David Cortner . com
Photography, etc.

 
238 Rivercliff Drive
Connellys Springs, NC 28612
davidcortner@pobox.com

m31 62-minutes

Messier 31
Astro-Physics 5-inch F6 @ F4.7
Losmandy G11 unguided
51, 1-minute exposures.
Canon 50D, ISO 1250, RAW
No darks, single twilight flat.

Auto-aligned and stacked using entropy-weighted averaging in DeepSky Stacker v3.2.2
Flat applied (gaussian blurred, inverted, multiplied), histogram-stretched, and down-sampled for display in Photoshop CS4.
Worth noting: the JPEG above is 1/160th of the filesize of the finished image.

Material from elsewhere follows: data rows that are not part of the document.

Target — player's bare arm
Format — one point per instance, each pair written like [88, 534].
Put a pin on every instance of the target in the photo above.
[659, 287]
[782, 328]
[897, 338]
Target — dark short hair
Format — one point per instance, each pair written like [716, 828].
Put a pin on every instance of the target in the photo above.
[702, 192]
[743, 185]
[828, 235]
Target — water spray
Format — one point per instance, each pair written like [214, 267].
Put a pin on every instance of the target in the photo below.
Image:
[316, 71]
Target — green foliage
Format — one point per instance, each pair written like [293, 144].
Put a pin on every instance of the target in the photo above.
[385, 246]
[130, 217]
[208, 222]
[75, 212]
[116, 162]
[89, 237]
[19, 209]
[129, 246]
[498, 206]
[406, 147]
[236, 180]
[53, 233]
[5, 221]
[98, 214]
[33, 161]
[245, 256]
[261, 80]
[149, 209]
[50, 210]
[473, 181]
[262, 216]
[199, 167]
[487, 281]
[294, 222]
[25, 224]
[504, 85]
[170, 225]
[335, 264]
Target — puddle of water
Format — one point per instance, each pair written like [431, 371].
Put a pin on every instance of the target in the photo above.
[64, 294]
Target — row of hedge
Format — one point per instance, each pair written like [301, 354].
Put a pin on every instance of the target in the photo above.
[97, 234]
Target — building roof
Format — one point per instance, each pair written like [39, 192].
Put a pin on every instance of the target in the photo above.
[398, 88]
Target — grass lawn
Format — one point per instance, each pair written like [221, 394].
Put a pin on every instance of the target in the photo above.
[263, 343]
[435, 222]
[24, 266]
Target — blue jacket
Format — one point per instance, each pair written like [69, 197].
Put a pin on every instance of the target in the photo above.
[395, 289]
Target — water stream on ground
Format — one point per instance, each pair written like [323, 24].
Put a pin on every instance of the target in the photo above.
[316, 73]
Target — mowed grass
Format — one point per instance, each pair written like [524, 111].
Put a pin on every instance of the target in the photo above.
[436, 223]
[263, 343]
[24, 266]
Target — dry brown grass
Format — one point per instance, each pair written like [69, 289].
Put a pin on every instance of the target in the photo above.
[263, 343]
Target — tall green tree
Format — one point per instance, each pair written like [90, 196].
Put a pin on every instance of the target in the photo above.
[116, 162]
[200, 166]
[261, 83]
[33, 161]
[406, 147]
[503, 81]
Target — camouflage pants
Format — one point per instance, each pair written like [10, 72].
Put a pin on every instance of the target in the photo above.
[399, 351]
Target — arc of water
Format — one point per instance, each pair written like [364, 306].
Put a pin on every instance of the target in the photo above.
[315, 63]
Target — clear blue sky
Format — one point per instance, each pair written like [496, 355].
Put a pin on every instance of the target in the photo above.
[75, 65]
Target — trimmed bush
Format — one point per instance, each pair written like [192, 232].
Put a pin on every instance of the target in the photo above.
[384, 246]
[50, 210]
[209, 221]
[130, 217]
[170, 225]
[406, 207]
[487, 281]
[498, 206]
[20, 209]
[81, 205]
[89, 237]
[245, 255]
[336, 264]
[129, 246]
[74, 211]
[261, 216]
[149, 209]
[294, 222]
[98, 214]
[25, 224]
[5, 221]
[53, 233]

Focussed using dual triangular aperture masks (thanks, Ron Wodaski).
Typical FWHM point spread: <4 pixels at 1.7 arcseconds per pixel.
Note that the 50D has 4.7 micron pixels and the Airy disk of this imaging system (at 550nm) is 6.3 microns, so there is room for improvement in achieved PSF.
A slight declination drift (2-3 arcseconds) was corrected in Photoshop.

The limiting magnitude is around 18.5 based on examining M31's globulars found in this image using Bill Gray's Guide 8 software. Assuming a distance modulus of -24.5 for M31, I should be able to detect novae in M31 and also its brightest stars: any star in M31 with an absolute magnitude of -6 or brighter, clear of intervening dust, should be visible. M31's counterparts to Rigel (-8.1), Betelgeuse and Deneb (-7.2), for example should be detected as individual stars. The granularity in NGC 206, the starcloud at upper right, is due in part to its blue supergiants (which are reported to be around 17th magnitude). Several hundred of M31's stars surely appear in the nearest spiral arm, but any one of the stellar images within that arm might be a faint foreground star.

The problem with unambiguously imaging individual stars in M31 isn't detection but identification. Among M31's stars is the brilliant S Doradus class variable star AF Andromedae. It shines at about -9 at maximum and -7 at minimum. Using Guide 8 and an auto-generated G-scale AAVSO chart, it is readily identified in the full-resolution image (but only marginally in the downsampled JPEG above). That makes AF AND literally one in a trillion.

Note two faint satellite trails in this photo.